Proteins that transport molecules and change their shape during the process are called carrier proteins. Carrier proteins are involved in both passive (moving molecules from high concentration to low concentration) and active transport (moving molecules from low concentration to high concentration).
Since active transport moves molecules against the concentration gradient, it requires some form of energy to function. This energy can come in different forms: 1. A carrier molecule can be used in which two molecules are moved at the same time, one with its concentration gradient (providing the energy), and one against its concentration gradient. 2. ATP can be used to provide energy to change the shape of the carrier protein. 3. Light can also power carrier proteins, but this is usually only seen in bacterial cells.
Another type of active transport involves the use of transporting vesicles filled with larger molecules that cannot go through the cell membrane or transport proteins. If these molecules are moving out of the cell it is called exocytosis and involves a membrane vesicle moving to the membrane, fusing with the membrane, and releasing its contents to the outside of the cell. If these molecules are moving into the cell it is called endocytosis and involves a membrane vesicle forming around the molecules and bringing them into the cell. The transport of the vesicles inside the cell occurs from motor proteins that attach themselves to the vesicles and then 'walk' along the microtubules that are part of the cell's cytoskeleton. Each 'step' the motor protein takes requires ATP, thus making this a type of active transport.
A carrier protein is used in the process of active transport.
In active transport, energy is needed by a carrier protein to carry a specific substance against a concentration gradient. These carrier proteins are embedded into the phospholipid bilayer of biological membranes, and substances are effectively pumped across its channel(s) through the membrane, to an area of higher substance concentration.

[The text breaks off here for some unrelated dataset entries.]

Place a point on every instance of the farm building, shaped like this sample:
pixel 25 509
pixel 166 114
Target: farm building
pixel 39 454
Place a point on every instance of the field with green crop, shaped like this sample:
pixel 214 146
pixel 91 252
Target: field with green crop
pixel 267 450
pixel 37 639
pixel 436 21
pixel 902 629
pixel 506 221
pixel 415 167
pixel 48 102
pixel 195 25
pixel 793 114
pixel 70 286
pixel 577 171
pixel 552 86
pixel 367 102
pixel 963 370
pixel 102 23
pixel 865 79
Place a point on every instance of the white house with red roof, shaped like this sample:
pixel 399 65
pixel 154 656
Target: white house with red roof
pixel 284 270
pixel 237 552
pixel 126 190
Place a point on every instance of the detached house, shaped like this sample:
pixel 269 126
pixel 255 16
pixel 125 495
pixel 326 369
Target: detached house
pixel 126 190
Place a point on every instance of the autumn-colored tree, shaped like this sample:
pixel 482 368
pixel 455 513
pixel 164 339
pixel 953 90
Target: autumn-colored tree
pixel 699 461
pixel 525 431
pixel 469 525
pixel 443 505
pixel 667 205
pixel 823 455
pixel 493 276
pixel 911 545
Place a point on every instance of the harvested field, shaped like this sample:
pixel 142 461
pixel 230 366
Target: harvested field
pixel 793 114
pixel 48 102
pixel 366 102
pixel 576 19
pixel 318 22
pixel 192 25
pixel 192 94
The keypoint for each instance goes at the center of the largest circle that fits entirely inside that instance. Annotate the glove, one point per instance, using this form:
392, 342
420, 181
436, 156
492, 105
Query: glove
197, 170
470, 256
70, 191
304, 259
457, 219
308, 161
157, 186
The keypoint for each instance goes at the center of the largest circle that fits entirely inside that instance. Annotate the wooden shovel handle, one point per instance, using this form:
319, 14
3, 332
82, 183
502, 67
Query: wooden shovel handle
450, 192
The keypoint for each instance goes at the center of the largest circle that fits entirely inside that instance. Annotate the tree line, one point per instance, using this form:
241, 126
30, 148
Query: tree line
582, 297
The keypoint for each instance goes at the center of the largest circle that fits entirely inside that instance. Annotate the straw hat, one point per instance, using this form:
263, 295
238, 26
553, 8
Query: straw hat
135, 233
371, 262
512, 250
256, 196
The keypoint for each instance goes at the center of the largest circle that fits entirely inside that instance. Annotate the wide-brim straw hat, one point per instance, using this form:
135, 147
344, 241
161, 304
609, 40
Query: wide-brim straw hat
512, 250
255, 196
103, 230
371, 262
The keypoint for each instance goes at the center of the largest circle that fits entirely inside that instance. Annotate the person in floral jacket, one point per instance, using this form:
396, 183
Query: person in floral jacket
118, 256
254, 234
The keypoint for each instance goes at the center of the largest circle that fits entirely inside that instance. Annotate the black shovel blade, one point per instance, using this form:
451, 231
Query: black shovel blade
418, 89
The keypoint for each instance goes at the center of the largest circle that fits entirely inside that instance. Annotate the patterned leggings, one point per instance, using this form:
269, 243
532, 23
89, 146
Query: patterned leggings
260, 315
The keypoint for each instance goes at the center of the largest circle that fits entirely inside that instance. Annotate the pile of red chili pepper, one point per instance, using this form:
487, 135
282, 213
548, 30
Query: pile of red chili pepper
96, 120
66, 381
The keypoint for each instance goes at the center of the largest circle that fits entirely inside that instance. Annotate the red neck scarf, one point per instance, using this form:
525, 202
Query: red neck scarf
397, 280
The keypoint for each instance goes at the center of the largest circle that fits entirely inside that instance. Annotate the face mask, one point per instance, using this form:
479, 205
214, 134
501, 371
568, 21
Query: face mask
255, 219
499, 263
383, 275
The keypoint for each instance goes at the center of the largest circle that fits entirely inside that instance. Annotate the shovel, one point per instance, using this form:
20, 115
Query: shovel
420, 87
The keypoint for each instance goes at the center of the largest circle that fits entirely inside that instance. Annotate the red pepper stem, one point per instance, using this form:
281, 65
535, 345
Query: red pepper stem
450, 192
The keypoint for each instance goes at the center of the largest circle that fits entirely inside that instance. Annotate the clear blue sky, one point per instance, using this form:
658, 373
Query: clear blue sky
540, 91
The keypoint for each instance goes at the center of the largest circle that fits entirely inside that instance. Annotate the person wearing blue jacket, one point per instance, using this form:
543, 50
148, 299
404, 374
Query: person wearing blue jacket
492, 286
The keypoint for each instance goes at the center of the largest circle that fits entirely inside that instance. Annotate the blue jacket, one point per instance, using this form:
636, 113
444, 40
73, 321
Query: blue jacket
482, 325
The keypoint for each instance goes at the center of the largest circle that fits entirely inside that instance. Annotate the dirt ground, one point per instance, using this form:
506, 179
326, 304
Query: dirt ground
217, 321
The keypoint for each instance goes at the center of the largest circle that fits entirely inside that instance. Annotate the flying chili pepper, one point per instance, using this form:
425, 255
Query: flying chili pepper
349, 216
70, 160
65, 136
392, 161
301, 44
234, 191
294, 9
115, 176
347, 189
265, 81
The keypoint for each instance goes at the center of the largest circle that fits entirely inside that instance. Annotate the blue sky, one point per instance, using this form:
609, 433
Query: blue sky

An example of a carrier protein that facilitates active transport is the sodium-potassium pump, located in cell membranes. The concentration of sodium outside of body cells is (typically) higher than the concentration inside the cell. However, sodium concentration must be kept at a low, steady level to maintain a healthy cell. Hence, the sodium-potassium pump (the carrier protein in this example), with an input of energy from ATP being reduced to ADP +Pi, actively pumps sodium against the concentration gradient and through the pump, to the outside of the cell; from low concentration to high concentration.